Troisièmement, des conséquences fiscales. Si l’administration fiscale considère que vous avez retiré des fonds sans respecter les règles, elle peut requalifier ces retraits en revenus imposables. Vous devrez alors payer l’impôt sur le revenu rétroactivement, avec des pénalités et des intérêts. La Norvège a l’un des systèmes fiscaux les plus lourds d’Europe, et les taux marginaux d’imposition peuvent dépasser 50 %. Imaginez devoir payer cela sur des sommes que vous avez déjà dépensées.

Enfin, la réputation. En Norvège, les condamnations pénales sont souvent publiques. Votre crédibilité en tant qu’entrepreneur ou dirigeant sera détruite. Bonne chance pour lever des fonds, obtenir des crédits, ou convaincre des partenaires après cela.

Les pièges cachés : pourquoi même les bien-intentionnés se font avoir

Je vois régulièrement des clients tomber dans ce piège sans même s’en rendre compte. Voici pourquoi :

1. Confusion entre propriété et contrôle. Vous détenez 100 % des actions, donc vous pensez que l’argent est « à vous ». Faux. Juridiquement, c’est l’argent de la société. Vous devez respecter les formalités pour le retirer légalement.

2. Manque de discipline comptable. Beaucoup de petites entreprises n’ont pas de comptabilité rigoureuse. Vous mélangez les flux personnels et professionnels. Un jour, l’administration fiscale décide de faire un contrôle. Vous êtes incapable de justifier certaines dépenses. Problème.

3. Ignorance des règles de distribution. Les dividendes ne peuvent être distribués que si la société a des réserves distribuables suffisantes, et après approbation de l’assemblée générale. Vous ne pouvez pas simplement « vous payer » quand vous le souhaitez.

4. La pression des autorités. Les administrations fiscales et les procureurs norvégiens sont particulièrement zélés. Ils ont les moyens techniques et juridiques pour auditer vos comptes, et ils le font. Régulièrement.

Comment éviter les ennuis : les règles à suivre absolument

Si vous opérez en Norvège, vous devez jouer selon leurs règles. Voici comment :

Formalisez tout. Chaque mouvement de fonds entre vous et votre société doit être documenté. Salaire ? Contrat de travail et fiches de paie. Dividendes ? Procès-verbal d’assemblée générale. Prêt ? Contrat de prêt avec taux d’intérêt conforme au marché (sinon, l’administration fiscale requalifiera le prêt en revenu imposable).

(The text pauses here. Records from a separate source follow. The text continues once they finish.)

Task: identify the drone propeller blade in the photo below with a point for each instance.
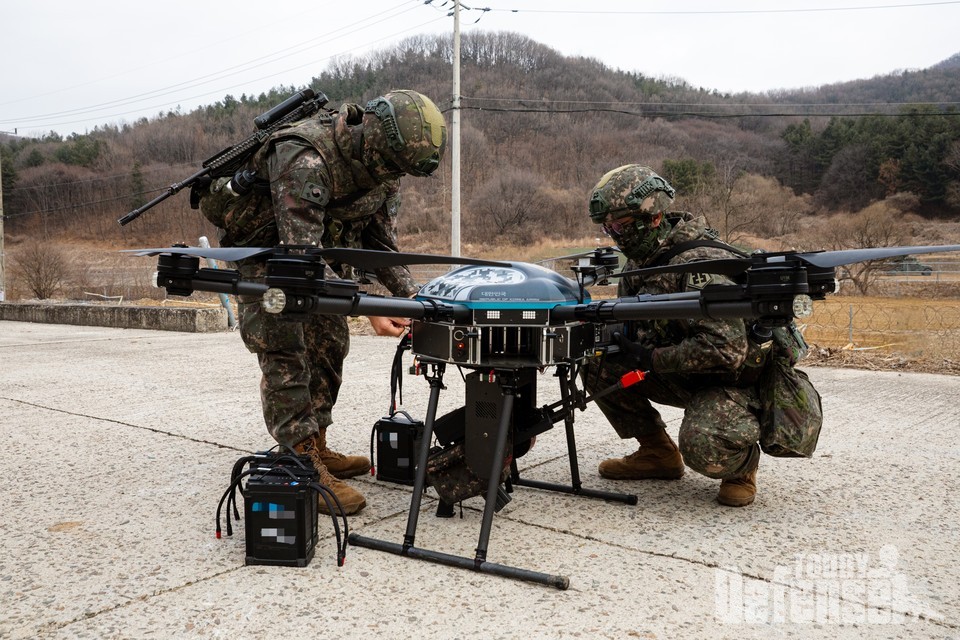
(723, 267)
(582, 254)
(228, 254)
(826, 259)
(367, 259)
(370, 259)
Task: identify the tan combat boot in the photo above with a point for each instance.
(339, 465)
(351, 499)
(739, 491)
(657, 458)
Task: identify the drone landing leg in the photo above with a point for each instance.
(479, 562)
(576, 487)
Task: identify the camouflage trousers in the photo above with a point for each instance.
(720, 428)
(301, 362)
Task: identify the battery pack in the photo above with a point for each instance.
(398, 439)
(280, 510)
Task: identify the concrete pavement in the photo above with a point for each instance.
(118, 443)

Tenez une comptabilité irréprochable. Engagez un comptable compétent, de préférence norvégien. Ne mélangez jamais les comptes personnels et professionnels. Chaque dépense doit être justifiée et classée correctement.

Respectez les règles de protection du capital. En Norvège, les sociétés doivent maintenir un capital minimum (NOK 30 000, soit environ $2 800). Vous ne pouvez pas distribuer de dividendes si cela met en danger la solvabilité de l’entreprise ou si les réserves distribuables sont insuffisantes.

Consultez un juriste avant toute opération sensible. Transfert d’actifs, restructuration, distribution de dividendes importante… Ne prenez aucun risque. Le coût d’un avocat est ridicule comparé aux amendes et peines de prison potentielles.

Mon verdict : la Norvège n’est pas un paradis pour les entrepreneurs indépendants

Je ne vais pas vous mentir. Si votre objectif est de gérer votre entreprise avec flexibilité, de profiter de vos profits sans tracas administratifs, la Norvège n’est pas faite pour vous. C’est un pays où la séparation entre personne physique et personne morale est rigide, où l’administration est intrusive, et où les sanctions pénales sont réelles.

Cela ne signifie pas qu’on ne peut pas y opérer. Mais il faut être discipliné, rigoureux, et accepter un niveau de contrôle élevé. Si vous n’êtes pas prêt à cela, d’autres juridictions offrent plus de souplesse.

Pour ceux qui restent en Norvège : respectez les règles à la lettre. Documentez tout. Et si vous avez le moindre doute, consultez un expert avant d’agir. Votre liberté en dépend. Littéralement.